Revolving around a simple good guy/bad guy division, the film follows a team of five members of an elite special forces unit (good guys) who find themselves set-up in the Bolivian jungle by the Bond-like villain Max (bad guy). Joined by Zoë Saldana in the guise of femme fatale with an agenda of her own, the team decide to track Max down for a dose of good old-fashioned revenge, while saving the world at the same time.

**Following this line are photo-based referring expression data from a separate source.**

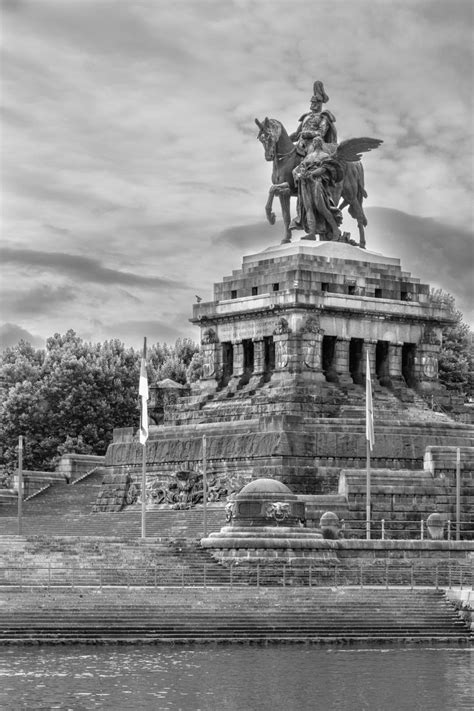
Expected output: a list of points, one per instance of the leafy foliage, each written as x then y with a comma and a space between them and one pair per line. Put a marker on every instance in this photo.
70, 396
455, 361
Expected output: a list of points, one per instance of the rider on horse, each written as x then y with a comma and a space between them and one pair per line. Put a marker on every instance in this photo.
315, 123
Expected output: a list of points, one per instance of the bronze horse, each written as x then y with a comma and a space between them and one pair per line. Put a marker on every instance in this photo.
280, 149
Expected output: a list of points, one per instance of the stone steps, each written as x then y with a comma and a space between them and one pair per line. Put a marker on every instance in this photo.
127, 524
319, 614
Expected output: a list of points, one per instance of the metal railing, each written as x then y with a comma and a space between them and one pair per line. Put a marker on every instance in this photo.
380, 573
412, 529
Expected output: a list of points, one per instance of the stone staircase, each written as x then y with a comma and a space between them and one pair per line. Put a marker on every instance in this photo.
232, 615
66, 510
72, 562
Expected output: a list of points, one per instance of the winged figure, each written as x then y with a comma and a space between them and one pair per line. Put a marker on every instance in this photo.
318, 178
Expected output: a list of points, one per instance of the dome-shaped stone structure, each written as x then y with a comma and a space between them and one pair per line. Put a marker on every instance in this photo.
267, 488
266, 522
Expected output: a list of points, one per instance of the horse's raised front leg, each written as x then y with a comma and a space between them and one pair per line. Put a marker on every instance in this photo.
285, 195
271, 217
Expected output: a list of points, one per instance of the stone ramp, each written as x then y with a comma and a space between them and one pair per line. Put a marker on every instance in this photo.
66, 510
231, 615
126, 524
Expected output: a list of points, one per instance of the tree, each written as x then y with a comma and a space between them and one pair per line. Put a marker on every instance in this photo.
70, 396
455, 358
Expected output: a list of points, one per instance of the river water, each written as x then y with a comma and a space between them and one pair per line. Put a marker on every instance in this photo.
236, 678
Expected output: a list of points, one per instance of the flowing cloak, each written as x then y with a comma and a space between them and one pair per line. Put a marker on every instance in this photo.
315, 198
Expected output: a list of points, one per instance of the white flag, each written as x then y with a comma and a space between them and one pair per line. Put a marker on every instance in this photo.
369, 411
143, 393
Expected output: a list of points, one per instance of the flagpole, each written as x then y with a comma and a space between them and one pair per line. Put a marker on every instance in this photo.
204, 483
20, 484
367, 520
144, 490
143, 392
369, 435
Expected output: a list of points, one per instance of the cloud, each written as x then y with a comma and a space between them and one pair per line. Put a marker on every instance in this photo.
38, 299
82, 268
11, 334
129, 152
256, 236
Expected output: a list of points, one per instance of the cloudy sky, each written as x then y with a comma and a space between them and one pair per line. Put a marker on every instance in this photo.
131, 174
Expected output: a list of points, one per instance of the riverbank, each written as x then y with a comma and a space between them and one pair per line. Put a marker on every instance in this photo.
240, 615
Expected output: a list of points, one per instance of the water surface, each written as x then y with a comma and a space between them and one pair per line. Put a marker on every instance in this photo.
236, 678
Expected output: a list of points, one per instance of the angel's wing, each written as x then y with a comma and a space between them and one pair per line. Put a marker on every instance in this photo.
353, 148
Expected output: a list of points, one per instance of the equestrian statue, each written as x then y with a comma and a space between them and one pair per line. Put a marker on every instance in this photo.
325, 176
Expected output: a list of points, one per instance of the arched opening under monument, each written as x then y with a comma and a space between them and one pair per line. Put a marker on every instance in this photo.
227, 362
247, 345
248, 360
408, 363
381, 362
268, 356
328, 357
356, 359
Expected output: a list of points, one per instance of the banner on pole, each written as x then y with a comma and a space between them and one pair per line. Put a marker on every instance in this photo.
143, 393
369, 411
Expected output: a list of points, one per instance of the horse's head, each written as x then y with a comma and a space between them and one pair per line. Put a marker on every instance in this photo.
268, 135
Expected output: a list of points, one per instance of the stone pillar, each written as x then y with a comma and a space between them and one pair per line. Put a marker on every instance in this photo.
209, 360
341, 360
258, 356
311, 344
238, 359
370, 345
426, 366
395, 361
282, 351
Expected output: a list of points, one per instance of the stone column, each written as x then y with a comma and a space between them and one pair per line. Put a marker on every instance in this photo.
258, 356
426, 366
370, 345
238, 359
282, 354
209, 360
311, 344
341, 360
395, 361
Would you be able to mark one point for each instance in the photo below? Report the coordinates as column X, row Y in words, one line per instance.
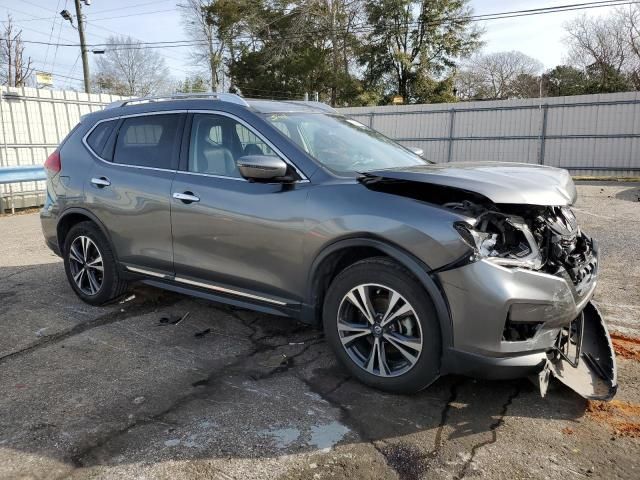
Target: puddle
column 283, row 437
column 324, row 437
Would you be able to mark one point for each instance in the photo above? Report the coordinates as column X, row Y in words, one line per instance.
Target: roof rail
column 224, row 97
column 317, row 105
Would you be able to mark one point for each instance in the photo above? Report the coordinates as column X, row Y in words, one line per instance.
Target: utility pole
column 83, row 46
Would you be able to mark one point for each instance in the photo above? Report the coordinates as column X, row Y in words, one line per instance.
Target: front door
column 130, row 188
column 228, row 232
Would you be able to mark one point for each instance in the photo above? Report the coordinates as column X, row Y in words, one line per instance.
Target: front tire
column 90, row 265
column 382, row 325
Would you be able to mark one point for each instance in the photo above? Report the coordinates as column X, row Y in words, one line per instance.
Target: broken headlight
column 501, row 239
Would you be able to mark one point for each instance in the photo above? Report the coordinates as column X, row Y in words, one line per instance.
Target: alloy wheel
column 380, row 330
column 86, row 265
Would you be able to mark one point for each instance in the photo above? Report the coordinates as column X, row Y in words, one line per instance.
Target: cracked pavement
column 124, row 392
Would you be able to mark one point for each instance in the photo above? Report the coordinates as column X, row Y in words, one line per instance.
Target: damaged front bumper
column 506, row 323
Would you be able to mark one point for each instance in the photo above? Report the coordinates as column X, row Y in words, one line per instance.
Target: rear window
column 98, row 137
column 148, row 141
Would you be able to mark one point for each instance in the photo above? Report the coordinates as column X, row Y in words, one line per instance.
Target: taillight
column 53, row 162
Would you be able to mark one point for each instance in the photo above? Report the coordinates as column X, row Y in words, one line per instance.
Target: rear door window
column 98, row 137
column 149, row 141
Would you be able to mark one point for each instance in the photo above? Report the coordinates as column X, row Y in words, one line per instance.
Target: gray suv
column 413, row 269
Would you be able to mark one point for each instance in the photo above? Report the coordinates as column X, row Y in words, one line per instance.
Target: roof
column 260, row 106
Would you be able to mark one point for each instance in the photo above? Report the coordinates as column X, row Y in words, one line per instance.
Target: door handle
column 186, row 197
column 101, row 182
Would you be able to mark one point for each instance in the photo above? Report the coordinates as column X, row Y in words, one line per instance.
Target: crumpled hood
column 500, row 182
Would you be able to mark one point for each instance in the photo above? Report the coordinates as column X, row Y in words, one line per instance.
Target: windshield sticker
column 356, row 123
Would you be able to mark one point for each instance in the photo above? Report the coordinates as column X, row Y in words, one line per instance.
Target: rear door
column 231, row 235
column 130, row 187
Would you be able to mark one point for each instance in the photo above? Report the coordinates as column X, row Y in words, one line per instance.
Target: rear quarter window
column 99, row 135
column 148, row 141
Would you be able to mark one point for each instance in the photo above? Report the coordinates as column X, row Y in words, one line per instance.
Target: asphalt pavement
column 138, row 390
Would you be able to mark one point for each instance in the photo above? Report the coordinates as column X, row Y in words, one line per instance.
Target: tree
column 200, row 28
column 194, row 84
column 499, row 75
column 290, row 49
column 411, row 40
column 127, row 68
column 16, row 71
column 602, row 48
column 564, row 80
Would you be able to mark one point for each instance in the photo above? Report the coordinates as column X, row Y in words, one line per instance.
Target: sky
column 540, row 36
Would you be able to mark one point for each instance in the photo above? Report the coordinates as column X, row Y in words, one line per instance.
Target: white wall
column 32, row 124
column 600, row 133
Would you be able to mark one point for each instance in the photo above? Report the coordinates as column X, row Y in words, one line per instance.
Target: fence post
column 452, row 119
column 543, row 133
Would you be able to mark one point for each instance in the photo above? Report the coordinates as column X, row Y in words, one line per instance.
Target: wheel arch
column 73, row 216
column 327, row 265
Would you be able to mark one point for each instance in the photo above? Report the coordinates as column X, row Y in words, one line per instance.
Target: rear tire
column 391, row 339
column 90, row 265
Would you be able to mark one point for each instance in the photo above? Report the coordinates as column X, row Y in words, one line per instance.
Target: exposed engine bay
column 540, row 238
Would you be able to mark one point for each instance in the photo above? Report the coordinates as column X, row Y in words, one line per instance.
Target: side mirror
column 261, row 167
column 417, row 151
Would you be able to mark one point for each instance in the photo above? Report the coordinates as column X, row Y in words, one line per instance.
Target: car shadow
column 118, row 385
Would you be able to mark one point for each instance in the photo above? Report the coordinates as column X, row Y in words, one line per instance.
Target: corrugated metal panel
column 598, row 132
column 32, row 123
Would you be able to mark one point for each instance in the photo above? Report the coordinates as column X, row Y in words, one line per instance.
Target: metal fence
column 586, row 134
column 32, row 123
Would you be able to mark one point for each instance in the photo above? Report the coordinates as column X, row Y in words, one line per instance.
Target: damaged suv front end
column 520, row 298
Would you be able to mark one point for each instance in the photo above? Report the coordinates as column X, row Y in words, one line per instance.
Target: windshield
column 343, row 145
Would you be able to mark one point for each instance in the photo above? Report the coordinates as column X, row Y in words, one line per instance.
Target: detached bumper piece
column 583, row 358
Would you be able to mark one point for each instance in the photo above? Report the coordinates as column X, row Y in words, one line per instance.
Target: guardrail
column 9, row 175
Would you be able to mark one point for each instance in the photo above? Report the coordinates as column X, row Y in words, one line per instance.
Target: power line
column 133, row 6
column 365, row 27
column 140, row 14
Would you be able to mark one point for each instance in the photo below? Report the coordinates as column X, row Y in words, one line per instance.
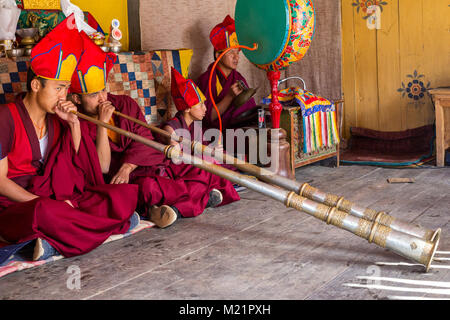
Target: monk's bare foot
column 162, row 216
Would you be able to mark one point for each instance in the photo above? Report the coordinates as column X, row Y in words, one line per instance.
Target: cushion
column 145, row 76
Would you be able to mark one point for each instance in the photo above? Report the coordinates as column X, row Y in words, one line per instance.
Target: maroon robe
column 160, row 181
column 226, row 82
column 195, row 132
column 99, row 211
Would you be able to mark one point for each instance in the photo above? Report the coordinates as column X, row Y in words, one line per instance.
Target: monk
column 51, row 185
column 191, row 111
column 226, row 82
column 189, row 101
column 165, row 189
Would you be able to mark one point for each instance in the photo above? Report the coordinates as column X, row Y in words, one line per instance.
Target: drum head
column 265, row 22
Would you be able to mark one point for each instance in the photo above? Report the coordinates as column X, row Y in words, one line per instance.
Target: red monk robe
column 222, row 37
column 160, row 181
column 99, row 211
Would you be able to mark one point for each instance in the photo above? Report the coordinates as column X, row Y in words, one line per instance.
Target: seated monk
column 226, row 82
column 166, row 190
column 189, row 101
column 51, row 186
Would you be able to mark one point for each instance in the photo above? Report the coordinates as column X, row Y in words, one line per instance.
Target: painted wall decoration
column 387, row 71
column 415, row 89
column 366, row 6
column 41, row 4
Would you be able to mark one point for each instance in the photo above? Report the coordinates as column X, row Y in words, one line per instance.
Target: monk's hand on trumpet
column 105, row 111
column 66, row 110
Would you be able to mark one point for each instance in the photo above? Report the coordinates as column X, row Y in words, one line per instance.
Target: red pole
column 275, row 105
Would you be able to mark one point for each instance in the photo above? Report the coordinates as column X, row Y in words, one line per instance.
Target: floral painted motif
column 364, row 5
column 415, row 88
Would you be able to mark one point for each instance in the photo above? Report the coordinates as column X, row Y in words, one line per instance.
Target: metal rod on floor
column 408, row 246
column 303, row 189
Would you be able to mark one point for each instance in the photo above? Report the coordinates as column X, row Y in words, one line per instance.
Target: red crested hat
column 93, row 68
column 57, row 54
column 185, row 92
column 223, row 35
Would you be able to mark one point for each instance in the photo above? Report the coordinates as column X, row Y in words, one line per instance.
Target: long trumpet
column 417, row 249
column 302, row 189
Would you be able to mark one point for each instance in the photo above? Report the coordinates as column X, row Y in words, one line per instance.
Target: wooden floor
column 257, row 248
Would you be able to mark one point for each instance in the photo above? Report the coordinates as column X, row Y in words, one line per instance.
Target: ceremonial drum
column 283, row 30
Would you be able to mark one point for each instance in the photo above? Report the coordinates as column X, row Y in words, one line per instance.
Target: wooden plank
column 440, row 134
column 412, row 57
column 349, row 65
column 134, row 25
column 391, row 118
column 436, row 49
column 253, row 249
column 436, row 26
column 366, row 74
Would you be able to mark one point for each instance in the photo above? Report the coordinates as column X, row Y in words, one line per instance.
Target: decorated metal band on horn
column 369, row 214
column 408, row 246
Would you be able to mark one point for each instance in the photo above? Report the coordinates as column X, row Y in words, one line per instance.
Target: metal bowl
column 15, row 52
column 27, row 32
column 27, row 51
column 115, row 49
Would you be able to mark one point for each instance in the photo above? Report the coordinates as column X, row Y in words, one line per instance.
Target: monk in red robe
column 191, row 108
column 166, row 190
column 226, row 82
column 51, row 186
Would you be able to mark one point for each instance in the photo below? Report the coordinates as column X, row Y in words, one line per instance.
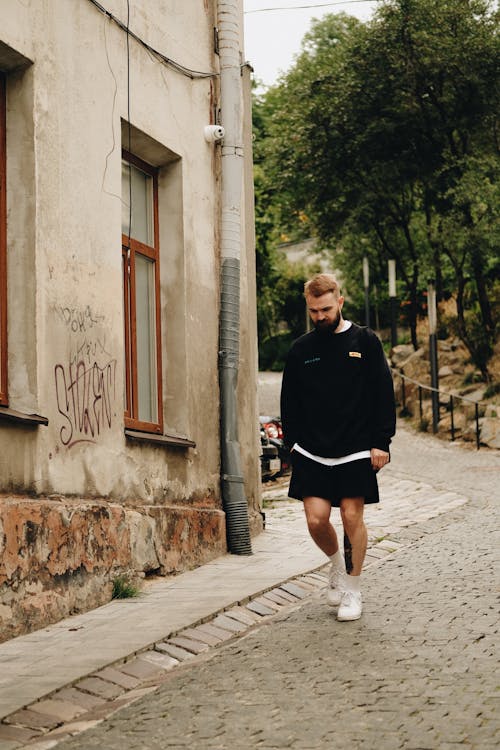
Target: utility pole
column 393, row 301
column 366, row 283
column 432, row 313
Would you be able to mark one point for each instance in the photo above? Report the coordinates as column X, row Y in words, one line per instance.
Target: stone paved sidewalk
column 87, row 694
column 71, row 676
column 417, row 672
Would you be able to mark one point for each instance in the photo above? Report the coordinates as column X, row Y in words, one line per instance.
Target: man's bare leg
column 351, row 511
column 317, row 511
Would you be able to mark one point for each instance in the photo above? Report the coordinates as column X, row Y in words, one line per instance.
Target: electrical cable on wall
column 307, row 7
column 129, row 130
column 188, row 72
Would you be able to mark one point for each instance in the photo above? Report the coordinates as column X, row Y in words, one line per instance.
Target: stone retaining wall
column 60, row 556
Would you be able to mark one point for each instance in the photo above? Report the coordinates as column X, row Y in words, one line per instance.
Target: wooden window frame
column 4, row 401
column 131, row 247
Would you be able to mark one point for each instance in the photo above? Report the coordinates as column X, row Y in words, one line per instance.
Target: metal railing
column 448, row 404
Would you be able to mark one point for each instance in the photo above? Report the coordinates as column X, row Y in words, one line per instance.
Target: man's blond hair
column 321, row 284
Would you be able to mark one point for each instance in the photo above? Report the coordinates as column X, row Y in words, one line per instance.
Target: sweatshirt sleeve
column 290, row 402
column 383, row 407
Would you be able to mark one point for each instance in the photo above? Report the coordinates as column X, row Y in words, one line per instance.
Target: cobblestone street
column 417, row 671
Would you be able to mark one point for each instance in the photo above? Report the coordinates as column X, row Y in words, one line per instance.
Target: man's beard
column 327, row 327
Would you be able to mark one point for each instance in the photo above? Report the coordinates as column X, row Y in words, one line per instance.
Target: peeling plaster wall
column 65, row 119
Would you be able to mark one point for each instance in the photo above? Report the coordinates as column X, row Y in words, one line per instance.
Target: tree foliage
column 385, row 135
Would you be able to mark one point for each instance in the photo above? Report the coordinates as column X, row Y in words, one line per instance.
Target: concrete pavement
column 77, row 650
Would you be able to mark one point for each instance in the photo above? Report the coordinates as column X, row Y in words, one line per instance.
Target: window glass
column 146, row 338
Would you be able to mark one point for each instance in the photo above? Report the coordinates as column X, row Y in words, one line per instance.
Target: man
column 338, row 414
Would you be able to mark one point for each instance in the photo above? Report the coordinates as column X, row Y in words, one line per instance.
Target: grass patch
column 123, row 589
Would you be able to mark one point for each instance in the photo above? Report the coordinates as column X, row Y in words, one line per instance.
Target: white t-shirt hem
column 332, row 461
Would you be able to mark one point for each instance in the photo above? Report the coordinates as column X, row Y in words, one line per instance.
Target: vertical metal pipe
column 232, row 483
column 452, row 420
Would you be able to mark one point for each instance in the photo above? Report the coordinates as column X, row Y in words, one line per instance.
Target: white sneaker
column 350, row 607
column 336, row 586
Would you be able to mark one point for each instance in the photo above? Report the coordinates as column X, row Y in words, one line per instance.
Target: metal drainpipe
column 232, row 484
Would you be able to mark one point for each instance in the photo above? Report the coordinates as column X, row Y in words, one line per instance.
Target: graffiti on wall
column 85, row 384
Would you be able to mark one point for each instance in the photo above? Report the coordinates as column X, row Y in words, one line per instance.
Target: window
column 3, row 245
column 141, row 301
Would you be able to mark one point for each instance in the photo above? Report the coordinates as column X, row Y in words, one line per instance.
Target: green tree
column 380, row 132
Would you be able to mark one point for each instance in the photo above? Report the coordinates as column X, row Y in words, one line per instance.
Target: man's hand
column 379, row 458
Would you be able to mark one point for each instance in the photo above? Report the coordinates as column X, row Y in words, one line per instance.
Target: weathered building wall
column 82, row 501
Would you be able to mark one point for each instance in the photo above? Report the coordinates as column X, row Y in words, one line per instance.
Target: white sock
column 338, row 560
column 353, row 583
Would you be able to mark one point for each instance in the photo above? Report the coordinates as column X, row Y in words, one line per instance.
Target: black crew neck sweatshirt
column 337, row 395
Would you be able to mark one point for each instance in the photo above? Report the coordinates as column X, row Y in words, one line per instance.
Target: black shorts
column 352, row 479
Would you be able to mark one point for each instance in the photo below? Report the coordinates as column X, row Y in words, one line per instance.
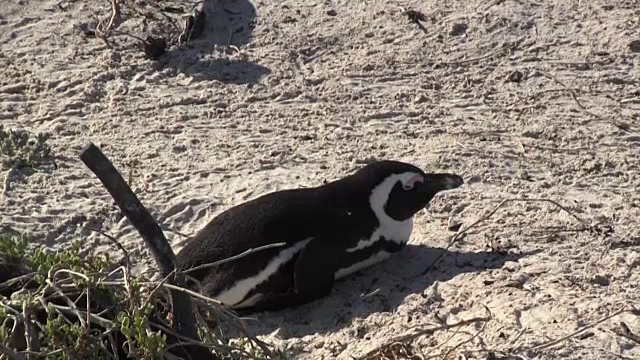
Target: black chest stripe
column 349, row 259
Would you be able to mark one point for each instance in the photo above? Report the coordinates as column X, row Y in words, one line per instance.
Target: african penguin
column 330, row 231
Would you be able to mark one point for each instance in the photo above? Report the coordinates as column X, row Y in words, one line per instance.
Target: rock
column 458, row 29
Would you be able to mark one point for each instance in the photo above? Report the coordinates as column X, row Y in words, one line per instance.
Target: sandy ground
column 525, row 99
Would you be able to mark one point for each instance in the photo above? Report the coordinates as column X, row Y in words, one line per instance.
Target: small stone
column 474, row 179
column 455, row 227
column 601, row 280
column 458, row 29
column 420, row 99
column 516, row 76
column 634, row 46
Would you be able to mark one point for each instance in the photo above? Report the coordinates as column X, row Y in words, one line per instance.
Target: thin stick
column 429, row 331
column 484, row 218
column 577, row 332
column 115, row 241
column 235, row 257
column 620, row 125
column 484, row 325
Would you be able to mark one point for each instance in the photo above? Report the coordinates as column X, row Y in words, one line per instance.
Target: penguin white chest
column 397, row 232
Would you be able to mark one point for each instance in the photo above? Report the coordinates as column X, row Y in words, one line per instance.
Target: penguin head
column 399, row 190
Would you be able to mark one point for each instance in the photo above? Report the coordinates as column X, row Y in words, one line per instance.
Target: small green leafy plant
column 82, row 307
column 23, row 149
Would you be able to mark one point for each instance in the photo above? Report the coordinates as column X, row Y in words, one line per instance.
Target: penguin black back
column 319, row 226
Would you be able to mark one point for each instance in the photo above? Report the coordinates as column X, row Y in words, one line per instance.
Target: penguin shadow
column 228, row 24
column 381, row 288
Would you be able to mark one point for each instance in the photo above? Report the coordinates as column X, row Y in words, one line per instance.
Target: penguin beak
column 434, row 183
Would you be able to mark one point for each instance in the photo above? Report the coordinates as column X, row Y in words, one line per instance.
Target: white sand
column 310, row 97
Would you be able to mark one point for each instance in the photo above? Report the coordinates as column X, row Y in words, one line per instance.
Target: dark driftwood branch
column 153, row 236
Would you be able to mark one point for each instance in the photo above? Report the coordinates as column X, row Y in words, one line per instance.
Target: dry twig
column 459, row 234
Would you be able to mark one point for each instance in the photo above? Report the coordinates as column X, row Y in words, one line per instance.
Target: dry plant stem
column 153, row 236
column 625, row 332
column 115, row 242
column 114, row 21
column 577, row 332
column 457, row 235
column 484, row 325
column 232, row 258
column 6, row 185
column 620, row 125
column 429, row 331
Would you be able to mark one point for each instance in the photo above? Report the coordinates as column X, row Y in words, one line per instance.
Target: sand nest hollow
column 525, row 99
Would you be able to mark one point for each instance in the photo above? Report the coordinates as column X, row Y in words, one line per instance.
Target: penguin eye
column 410, row 184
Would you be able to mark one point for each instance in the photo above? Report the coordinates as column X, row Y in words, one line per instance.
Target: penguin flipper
column 314, row 273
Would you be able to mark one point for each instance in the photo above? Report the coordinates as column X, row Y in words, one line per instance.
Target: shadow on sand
column 228, row 23
column 396, row 278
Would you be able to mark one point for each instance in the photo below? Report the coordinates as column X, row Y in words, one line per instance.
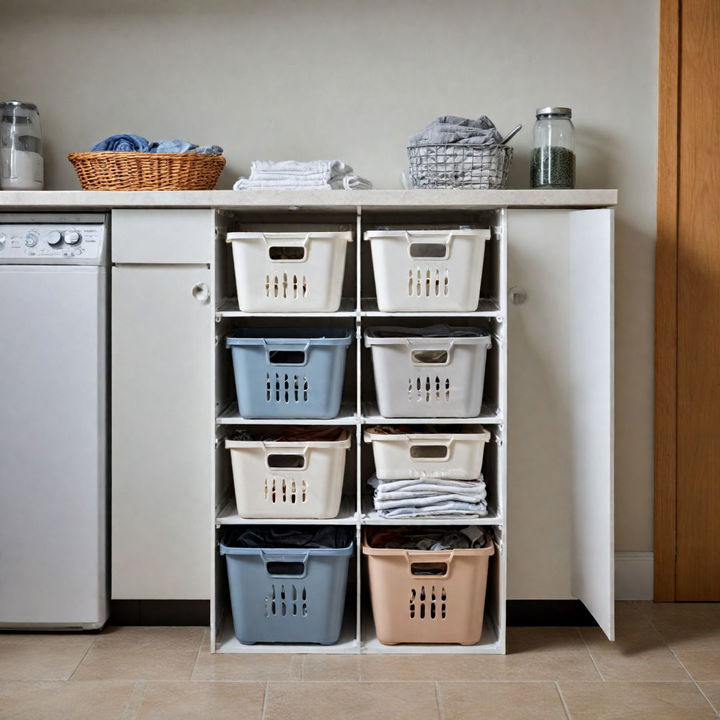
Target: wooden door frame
column 666, row 321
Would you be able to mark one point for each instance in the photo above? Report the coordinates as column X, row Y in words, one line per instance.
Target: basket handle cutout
column 286, row 253
column 286, row 461
column 420, row 250
column 430, row 357
column 431, row 569
column 429, row 452
column 286, row 357
column 285, row 569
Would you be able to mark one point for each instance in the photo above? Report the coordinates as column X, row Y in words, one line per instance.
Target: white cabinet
column 162, row 407
column 560, row 417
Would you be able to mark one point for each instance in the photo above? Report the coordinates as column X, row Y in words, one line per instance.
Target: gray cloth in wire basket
column 459, row 166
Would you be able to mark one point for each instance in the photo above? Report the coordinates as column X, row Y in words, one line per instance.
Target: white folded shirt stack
column 429, row 497
column 292, row 175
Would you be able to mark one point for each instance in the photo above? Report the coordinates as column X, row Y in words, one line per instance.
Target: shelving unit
column 359, row 409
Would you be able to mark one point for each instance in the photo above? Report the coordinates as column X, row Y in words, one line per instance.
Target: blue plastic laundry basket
column 296, row 373
column 293, row 595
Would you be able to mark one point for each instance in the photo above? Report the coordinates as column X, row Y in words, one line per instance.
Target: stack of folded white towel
column 429, row 497
column 292, row 175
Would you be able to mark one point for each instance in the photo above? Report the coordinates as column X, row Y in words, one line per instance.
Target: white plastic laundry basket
column 289, row 271
column 427, row 270
column 454, row 456
column 428, row 376
column 288, row 479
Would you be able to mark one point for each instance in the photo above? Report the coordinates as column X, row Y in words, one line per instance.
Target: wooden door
column 687, row 541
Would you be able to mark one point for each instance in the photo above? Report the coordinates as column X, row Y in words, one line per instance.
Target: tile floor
column 665, row 665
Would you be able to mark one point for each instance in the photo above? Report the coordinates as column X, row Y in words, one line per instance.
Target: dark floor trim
column 548, row 613
column 159, row 612
column 542, row 613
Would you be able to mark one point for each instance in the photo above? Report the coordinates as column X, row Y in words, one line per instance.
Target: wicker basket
column 112, row 170
column 459, row 166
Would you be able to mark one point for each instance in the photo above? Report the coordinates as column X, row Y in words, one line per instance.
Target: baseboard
column 633, row 581
column 633, row 576
column 548, row 613
column 159, row 612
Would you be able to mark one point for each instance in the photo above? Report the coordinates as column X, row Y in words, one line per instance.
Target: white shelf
column 486, row 308
column 348, row 644
column 489, row 415
column 229, row 309
column 358, row 635
column 347, row 516
column 231, row 416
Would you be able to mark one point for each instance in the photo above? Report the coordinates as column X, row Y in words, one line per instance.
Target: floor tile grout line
column 702, row 692
column 441, row 711
column 695, row 682
column 265, row 694
column 85, row 654
column 682, row 665
column 566, row 709
column 197, row 657
column 592, row 659
column 137, row 696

If this sounds tired and predictable, as is likely for most cinema goers over the age of, say, 18, best stay clear: The Losers has no hidden depths. Its real weakness is its confusing and bodged plotline, in place only to serve as a barely adequate glue to hold together the action. Still, with half-term approaching there’s sure to be an audience for this besides those who fancy one-hundred minutes of unpretentious fun. Rightly or wrongly, there will always be a place for films as easily accessible as this, and with a film like The Losers you know what you’re getting. So no complaints.

Menier Chocolate Factory

by Zoe Strimpel

IT’S not every day that Broadway actors tote their multiple Tony-award winning butts across the Atlantic perform to audiences in a tiny Southwark theatre. But such a day has arrived in the form of the world premiere of Paradise Found, a production by New York legends Harold Prince (21 Tony Awards) and Susan Stroman and their cast of glittering Americans.

Of course, “world premiere” sounds very impressive, but what it really means is an experiment to see how something goes down so that it can be refined as necessary for the West End and Broadway. So Paradise Found is a pleasure to watch in many ways, but what it lacks – a clear point, and direction – probably can’t be fixed by a few Southwark runs.

Set in the height of the Austro Hungarian Empire, the musical – based on Joseph Roth’s novel The Tale of the 1002nd Night – is loosely about desire and love in Vienna. It opens with the pasty-faced, elderly white Broadway veteran John McMartin as a reclining Shah of Persia, distressed at having lost his libido and therefore the ability to pleasure any of his hundreds of wives (it’s a hilarious scene). A trip to Vienna is proposed by his book-reading, matchmaking chief eunuch, played with great pathos by the famous Mandy Patinkin. Off they go and woops – the Shah’s lust is rekindled by none other than the Empress, a diplomatically impossible desire. So the eunuch and his new friend the Baron perform a bed-trick, whereby the Baron’s mistress Mizzi – also a prostitute (played with irresistible bounciness by the rosy-cheeked, perfectly-sculpted Kate Baldwin) – is presented as the Empress and her brothel done up as a palace. The Shah falls for it (odd) and, as the Baron listens to their lovemaking, realises he is in love with Mizzi. Unhappiness follows.

The first act is worth going for alone – the hilarity of the scenes with the Shah, the boisterous singing and dancing and above all, the brilliant costumes, are a joy. But the second act feels repetitive – the word “love” is bandied around without apparent connection to anything, everybody seems dissolute and nobody sympathetic. Even a troupe of Broadway royalty can’t change a script that ultimately dulls its characters and muddles meaning.